Non bastavano le prestazioni negative di Calhanoglu, Bakayoko e Kessié contro il Bologna (tutti e tre entrati di diritto nella flop 11 della 16^ giornata), a peggiorare la situazione anche le assenze degli stessi Bakayoko e Kessié. Il centrocampista, di proprietà del Chelsea, è stato espulso ingenuamente contro il Bologna, mentre Kessié è squalificato a causa del cartellino giallo rimediato contro i felsinei. Già diffidato, l’ex calciatore dell’Atalanta dovrà saltare la sfida importantissima contro la Fiorentina. “Perdiamo sicuramente due pedine importanti in vista della Fiorentina, ma abbiamo qualche centrocampista in rosa. Qualcosa mi inventerò”, queste le parole di Gattuso al termine della sfida contro il Bologna.

L’allenatore rossonero deve fare i conti anche con le assenze degli infortunati di lungo corso Lucas Biglia e Jack Bonaventura. Una situazione davvero complicata considerando che, a parte la trasferta di Bologna, sia Kessié che Bakayoko avevano offerto prestazioni importanti e sempre sopra il 6. L’ex Atalanta ha una media voto di 6.16, mentre Bakayoko dopo un inizio non esaltante è riuscito a trovare continuità e a soddisfare le richieste di Gennaro Gattuso.

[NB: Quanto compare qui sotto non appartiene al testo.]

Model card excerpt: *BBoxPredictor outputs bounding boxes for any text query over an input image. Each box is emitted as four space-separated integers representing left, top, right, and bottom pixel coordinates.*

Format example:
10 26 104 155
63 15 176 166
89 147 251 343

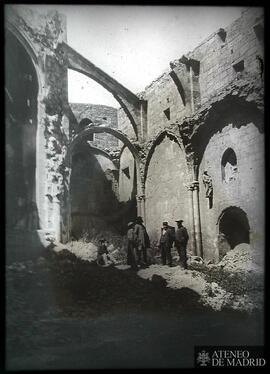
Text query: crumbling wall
187 7 264 104
145 136 191 244
199 122 265 263
70 152 118 236
5 5 69 240
143 73 185 139
119 147 136 201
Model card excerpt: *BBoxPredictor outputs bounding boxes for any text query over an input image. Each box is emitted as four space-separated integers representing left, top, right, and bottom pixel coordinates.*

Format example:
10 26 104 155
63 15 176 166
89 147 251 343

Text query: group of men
127 216 189 270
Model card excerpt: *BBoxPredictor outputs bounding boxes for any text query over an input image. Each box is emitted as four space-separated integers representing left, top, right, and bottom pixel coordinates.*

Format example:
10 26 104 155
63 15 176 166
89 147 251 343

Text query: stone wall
5 5 69 245
145 136 191 245
70 152 118 237
70 103 119 149
119 147 136 201
188 8 264 104
199 123 265 262
118 8 264 140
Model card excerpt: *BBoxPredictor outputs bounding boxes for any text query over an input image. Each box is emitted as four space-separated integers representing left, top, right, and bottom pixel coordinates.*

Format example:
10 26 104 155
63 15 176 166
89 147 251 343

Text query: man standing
127 222 138 270
174 219 189 269
159 222 174 266
134 216 150 265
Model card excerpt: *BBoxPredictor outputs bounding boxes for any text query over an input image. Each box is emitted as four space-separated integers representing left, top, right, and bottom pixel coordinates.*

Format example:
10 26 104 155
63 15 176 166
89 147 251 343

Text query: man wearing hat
159 221 174 266
127 222 138 270
134 216 150 265
174 219 189 269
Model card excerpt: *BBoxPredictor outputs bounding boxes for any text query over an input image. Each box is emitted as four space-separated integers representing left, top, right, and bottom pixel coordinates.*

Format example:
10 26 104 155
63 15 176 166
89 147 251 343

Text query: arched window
221 148 237 183
78 118 93 131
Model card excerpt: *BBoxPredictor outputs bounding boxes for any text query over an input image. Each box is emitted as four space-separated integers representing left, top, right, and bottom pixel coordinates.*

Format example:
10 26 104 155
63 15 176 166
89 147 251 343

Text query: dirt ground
6 250 263 370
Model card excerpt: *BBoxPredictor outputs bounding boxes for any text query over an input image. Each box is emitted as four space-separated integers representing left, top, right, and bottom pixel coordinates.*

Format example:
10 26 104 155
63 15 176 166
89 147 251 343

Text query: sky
29 5 244 107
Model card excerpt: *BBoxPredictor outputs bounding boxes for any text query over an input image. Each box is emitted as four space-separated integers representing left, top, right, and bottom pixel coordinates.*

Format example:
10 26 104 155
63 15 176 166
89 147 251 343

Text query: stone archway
144 131 190 244
5 30 40 231
218 207 250 257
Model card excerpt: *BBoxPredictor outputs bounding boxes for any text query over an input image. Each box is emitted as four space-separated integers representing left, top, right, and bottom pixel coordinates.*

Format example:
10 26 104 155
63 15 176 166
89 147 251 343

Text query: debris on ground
44 240 264 312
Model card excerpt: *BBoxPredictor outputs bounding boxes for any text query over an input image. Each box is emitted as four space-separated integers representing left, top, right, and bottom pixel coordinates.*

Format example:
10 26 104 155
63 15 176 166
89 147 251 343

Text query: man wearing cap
159 221 174 266
134 216 150 265
174 219 189 269
127 222 138 270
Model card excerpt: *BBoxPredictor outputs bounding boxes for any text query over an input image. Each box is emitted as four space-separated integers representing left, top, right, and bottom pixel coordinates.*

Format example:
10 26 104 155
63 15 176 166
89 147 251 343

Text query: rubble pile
138 258 263 312
213 243 259 271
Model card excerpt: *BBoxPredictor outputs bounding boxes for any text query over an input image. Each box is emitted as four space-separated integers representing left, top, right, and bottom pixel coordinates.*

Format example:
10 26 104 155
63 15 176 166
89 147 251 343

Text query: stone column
189 65 194 114
192 181 203 257
186 183 197 256
136 194 145 223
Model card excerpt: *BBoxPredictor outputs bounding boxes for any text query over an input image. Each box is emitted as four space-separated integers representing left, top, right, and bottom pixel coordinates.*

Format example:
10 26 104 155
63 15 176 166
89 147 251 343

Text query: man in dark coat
174 219 189 269
159 222 174 266
127 222 138 270
134 216 150 265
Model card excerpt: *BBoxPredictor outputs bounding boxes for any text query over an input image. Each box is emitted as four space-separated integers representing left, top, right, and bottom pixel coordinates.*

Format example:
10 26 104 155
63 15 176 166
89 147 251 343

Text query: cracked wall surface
6 6 264 268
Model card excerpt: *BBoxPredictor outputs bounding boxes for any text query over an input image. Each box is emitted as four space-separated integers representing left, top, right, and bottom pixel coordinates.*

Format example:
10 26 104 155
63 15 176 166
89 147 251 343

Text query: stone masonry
5 6 265 265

Tutte le soluzioni a disposizione di Gennaro Gattuso

Ora per la Fiorentina si apre la possibilità di schierare Suso come mezzala. Non è la prima volta che spunta questa ipotesi considerando che lo stesso allenatore rossonero aveva pubblicamente espresso la volontà di testare lo spagnolo in questo ruolo. Attualmente in rosa ci sono tre centrocampisti di ruolo disponibili e nessuno di questi è stato impiegato con costanza durante la stagione. Andrea Bertolacci ha giocato solo 139 minuti in Europa League, José Mauri è sceso in campo per 177 minuti totali (65 minuti in serie A con una presenza da titolare e 112 minuti in Europa League). Infine c’è Riccardo Montolivo, ai margini del progetto e mai impiegato in questa stagione.

Chi potrà ritagliarsi l’occasione di giocare contro la Fiorentina? Tutto dipenderà dal modulo scelto da Gattuso. Con il 4-3-3 Calhanoglu sarà arretrato a mezzala e Castillejo nel tridente con Suso e Higuain. Nel 3-4-2-1 con Calabria e Laxalt larghi ci potrebbe essere la coppia Mauri-Calhanoglu in mediana (c’è anche l’opzione Halilovic, che non ha mai convinto quando schierato). La sensazione è che si possa tornare al 4-3-3 anche per migliorare la fase offensiva: “Prima riempivamo meglio l’area, adesso risultiamo più prevedibili”. Parole di Gattuso che sembrano anticipare un ritorno al 4-3-3.